I don’t know how our running mate devolved into a caricature of a Mt Kenya kingpin, or “queenpin.” And not even a true ethnic kingpinship because Limuru III was a reject, a sad rump of GEMA. In the run-up to Limuru III, M. Karua and Jubilee’s Jeremiah Kioni had concocted another GEMA-like phantom which they called Kamwene.

That word means the same thing in Gikuyu and Kikamba: “mine only, for me, ours, or mine alone”. I was stunned. I made no bones about my disdain for the grouping and lit them up on my social media platforms and columns. Any leader worth their salt in Africa cannot be a naked advocate for tribal political cocoons.

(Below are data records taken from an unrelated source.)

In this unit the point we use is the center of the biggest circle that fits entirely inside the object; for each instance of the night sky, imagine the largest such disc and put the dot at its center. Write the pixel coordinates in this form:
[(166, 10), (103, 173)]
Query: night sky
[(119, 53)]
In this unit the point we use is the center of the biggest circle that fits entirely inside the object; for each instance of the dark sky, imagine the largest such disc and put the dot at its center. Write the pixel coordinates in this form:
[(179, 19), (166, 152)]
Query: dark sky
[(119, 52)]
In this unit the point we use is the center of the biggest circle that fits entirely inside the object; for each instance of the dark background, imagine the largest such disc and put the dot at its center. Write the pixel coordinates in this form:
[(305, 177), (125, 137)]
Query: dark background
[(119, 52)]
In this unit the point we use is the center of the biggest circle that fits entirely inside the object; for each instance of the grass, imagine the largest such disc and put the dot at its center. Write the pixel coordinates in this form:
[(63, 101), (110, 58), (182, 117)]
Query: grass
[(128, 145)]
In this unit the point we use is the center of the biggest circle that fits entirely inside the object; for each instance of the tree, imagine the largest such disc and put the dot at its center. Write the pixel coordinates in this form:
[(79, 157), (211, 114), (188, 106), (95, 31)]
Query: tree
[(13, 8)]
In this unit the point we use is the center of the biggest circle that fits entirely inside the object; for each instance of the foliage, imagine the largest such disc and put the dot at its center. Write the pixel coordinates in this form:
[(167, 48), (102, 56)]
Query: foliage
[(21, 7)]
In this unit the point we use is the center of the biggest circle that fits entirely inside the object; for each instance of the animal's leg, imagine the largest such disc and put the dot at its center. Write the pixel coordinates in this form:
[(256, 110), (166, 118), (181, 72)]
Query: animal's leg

That’s been the bane of the African state. When pressed, Ms Karua usually resorted to the intellectually lazy and disingenuous claptrap about how there was nothing wrong for “Mt Kenya people” to talk about “their issues” in their own group. There’s no doubt leaders in the Mt Kenya region are fighting each other for power. They have a huge share in the Kenya Kwanza government, to quote Deputy President Rigathi Gachagua.

That hasn’t put them at ease.

Those who were in Azimio have buyer’s remorse. They are adrift and out of power. That’s why Ms Karua and her ilk have retreated under the tribe’s skirt to fight for political relevance in the region. They have effectively left Azimio, which is a national project, to fight for leadership of the Agikuyu Nation. That’s what Limuru III was about.

The Meru and the Embu, as has historically happened, were included in the Agikuyu project to augment the “regional” appearance of the event. The history and the challenges of nationhood for the African post-colonial state demonstrate that tribalism is perhaps its biggest cancer.

African pre-colonial nations form the basis of the post-colonial states. To forge a united nation, no African state can afford to organise its politics around ethnicity.


That’s the road to damnation. Nor can any responsible leader or progressive defend tribal political groups like GEMA.

I agree there could be some exceptions, especially where a group is manifestly marginalised and denied the basic rights of humanity and nationhood. In this category, I would put the Ogiek, the Maa, and other dispossessed groups that live on the margins of Kenya. None of the large groups such as the Kikuyu, Luo, Kalenjin, Luhya, and Kamba suffer such privation.

Let me state this without equivocation: No African state can prosper until it becomes an idea as a nation. That’s to say we don’t have to reject or deny our cultures or ethnic attributes, but it is to unapologetically understand ourselves as Kenyans first, and whatever else second. We must subordinate the tribe to the nation. This is especially true of the large dominant ethnic groups. They must never politically organise themselves in exclusive cocoons as happened in Limuru III.

Let’s be united politically by our ideas and ideology, not by the call of the blood, of the tribe.